The first Etude loudspeaker was the Etude 1, this was developed in 2010 in collaboration with Christien Ellis of CE Electroacoustics and uses two 85 mm BMR drive units in a 10 litre sealed enclosure. The prototype was reviewed by Paul Messenger in Hi Fi Critic (2010, 4(4), pp. 30-31) where he found that “…the Etude 1’s freedom from crossover effects really pays dividends, delivering an almost electrostatic-like coherence through the midband”. (see legacy material on the Etude 1

In parallel with the Etude 1 development, further experiments were conducted with the objective of extending the frequency range beyond 20 kHz, increasing bass output / extension and maximum output level. The second Curvi prototype cabinet was used as a test bed and was fitted with two 85 mm BMR drive units; one firing forward, the other firing upward. These units were loaded by the 2.4 m transmission line and directly driven, though the upper unit was later fitted with a shunt capacitor to limit high frequency output. The bass was augmented using two Jordan JX92S mounted on the rear of the cabinet such that the line was driven about 1/3 along its length. The bass units contribute to output below 100 Hz. The high frequency extension was bolstered above 5 kHz by a ring radiator tweeter. This “Etude X” prototype sounded effortlessly powerful, very smooth and coherent. At low frequencies, the two Jordan bass units were well damped and did not modulate the motion of the two BMR units. Simulations confirmed the latter effect and validated the line sharing – “common time base” concept. The only problem with the prototype was high frequency output from the upper BMR unit blurring of stereo images, this was cured using the shunt capacitor.

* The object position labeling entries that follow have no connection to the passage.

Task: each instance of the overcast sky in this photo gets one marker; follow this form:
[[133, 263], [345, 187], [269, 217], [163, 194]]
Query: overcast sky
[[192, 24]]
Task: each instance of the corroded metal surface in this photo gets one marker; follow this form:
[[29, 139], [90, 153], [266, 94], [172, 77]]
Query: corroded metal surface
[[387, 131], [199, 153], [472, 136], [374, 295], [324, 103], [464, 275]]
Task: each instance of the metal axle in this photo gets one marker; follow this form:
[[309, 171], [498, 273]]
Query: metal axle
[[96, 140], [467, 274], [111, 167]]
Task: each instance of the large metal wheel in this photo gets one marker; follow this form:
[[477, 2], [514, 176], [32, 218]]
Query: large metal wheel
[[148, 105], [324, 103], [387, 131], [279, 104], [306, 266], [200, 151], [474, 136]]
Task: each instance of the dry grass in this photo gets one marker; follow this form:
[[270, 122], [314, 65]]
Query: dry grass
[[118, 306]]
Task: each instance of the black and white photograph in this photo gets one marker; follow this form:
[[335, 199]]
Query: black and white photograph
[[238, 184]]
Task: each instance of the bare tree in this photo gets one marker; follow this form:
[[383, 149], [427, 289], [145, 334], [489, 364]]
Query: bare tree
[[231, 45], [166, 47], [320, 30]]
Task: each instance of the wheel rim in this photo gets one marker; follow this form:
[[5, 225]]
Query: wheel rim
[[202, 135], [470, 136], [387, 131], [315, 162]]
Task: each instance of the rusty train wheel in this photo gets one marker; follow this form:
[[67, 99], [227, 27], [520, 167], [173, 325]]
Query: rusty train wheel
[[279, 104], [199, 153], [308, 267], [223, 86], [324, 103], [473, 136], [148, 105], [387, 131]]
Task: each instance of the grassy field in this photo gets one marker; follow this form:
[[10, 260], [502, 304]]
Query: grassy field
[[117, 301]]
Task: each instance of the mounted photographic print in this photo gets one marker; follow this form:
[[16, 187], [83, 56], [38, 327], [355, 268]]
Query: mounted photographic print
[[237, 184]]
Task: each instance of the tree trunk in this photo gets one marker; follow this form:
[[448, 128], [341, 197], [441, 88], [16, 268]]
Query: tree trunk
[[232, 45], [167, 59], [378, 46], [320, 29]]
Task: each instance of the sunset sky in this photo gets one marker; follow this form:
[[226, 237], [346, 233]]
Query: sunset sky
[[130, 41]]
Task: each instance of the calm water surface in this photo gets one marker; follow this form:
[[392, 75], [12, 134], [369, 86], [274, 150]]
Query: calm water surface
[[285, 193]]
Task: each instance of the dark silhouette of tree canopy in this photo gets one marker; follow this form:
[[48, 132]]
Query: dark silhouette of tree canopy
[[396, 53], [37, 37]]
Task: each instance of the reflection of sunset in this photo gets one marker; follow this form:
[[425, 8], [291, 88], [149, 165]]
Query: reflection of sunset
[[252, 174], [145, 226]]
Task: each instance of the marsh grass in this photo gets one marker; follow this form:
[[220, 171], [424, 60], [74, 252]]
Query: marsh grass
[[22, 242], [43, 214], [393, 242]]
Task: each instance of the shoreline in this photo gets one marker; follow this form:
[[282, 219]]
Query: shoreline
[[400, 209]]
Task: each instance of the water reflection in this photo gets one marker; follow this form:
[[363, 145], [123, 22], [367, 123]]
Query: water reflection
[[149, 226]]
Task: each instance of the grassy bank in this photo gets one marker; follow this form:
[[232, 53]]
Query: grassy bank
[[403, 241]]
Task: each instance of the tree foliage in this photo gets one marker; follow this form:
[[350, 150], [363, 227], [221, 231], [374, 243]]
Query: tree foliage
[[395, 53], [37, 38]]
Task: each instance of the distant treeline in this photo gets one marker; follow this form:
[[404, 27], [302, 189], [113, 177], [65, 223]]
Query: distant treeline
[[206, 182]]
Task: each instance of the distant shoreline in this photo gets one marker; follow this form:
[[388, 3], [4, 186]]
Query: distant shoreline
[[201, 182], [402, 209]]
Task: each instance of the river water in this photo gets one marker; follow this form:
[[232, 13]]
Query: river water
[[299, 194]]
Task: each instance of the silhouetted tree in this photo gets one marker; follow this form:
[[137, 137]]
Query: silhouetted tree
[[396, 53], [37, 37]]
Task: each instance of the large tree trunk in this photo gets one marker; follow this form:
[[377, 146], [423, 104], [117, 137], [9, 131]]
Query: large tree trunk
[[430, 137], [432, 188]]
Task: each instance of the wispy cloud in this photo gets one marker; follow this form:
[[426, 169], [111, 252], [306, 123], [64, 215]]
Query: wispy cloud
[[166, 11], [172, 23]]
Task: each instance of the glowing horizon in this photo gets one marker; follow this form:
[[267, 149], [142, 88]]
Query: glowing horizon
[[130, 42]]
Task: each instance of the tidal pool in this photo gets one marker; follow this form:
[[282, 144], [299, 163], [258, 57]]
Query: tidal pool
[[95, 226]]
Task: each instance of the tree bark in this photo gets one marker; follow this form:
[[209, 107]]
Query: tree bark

These observations led to the design of the Etude 5 prototype back in 2012-13. There have been several key iterations of the design including changing the positions of the bass units and tweeter, rigid circumferential mounting of the BMR array and trial and implementation of high quality passive components in the filters.

The most recent design is the Etude High Sensitivity Bipole (EHSB), developed in collaboration with Danny Baty of Super Natural Audio.  I have been working with Danny, the designer and manufacturer of a 2.3 W single ended triode amplifier, amongst other superb valve audio electronics, for some years now.  He needed a loudspeaker sensitive enough to use with his amplifier.  The EHSB is the result – for the first time, horn-like sensitivity (slightly more than 100 dB/W total output) is combined with the speed and coherence of BMR drive units and truly extended bass (to below 25 Hz), thanks to inverse tapered transmission line loading.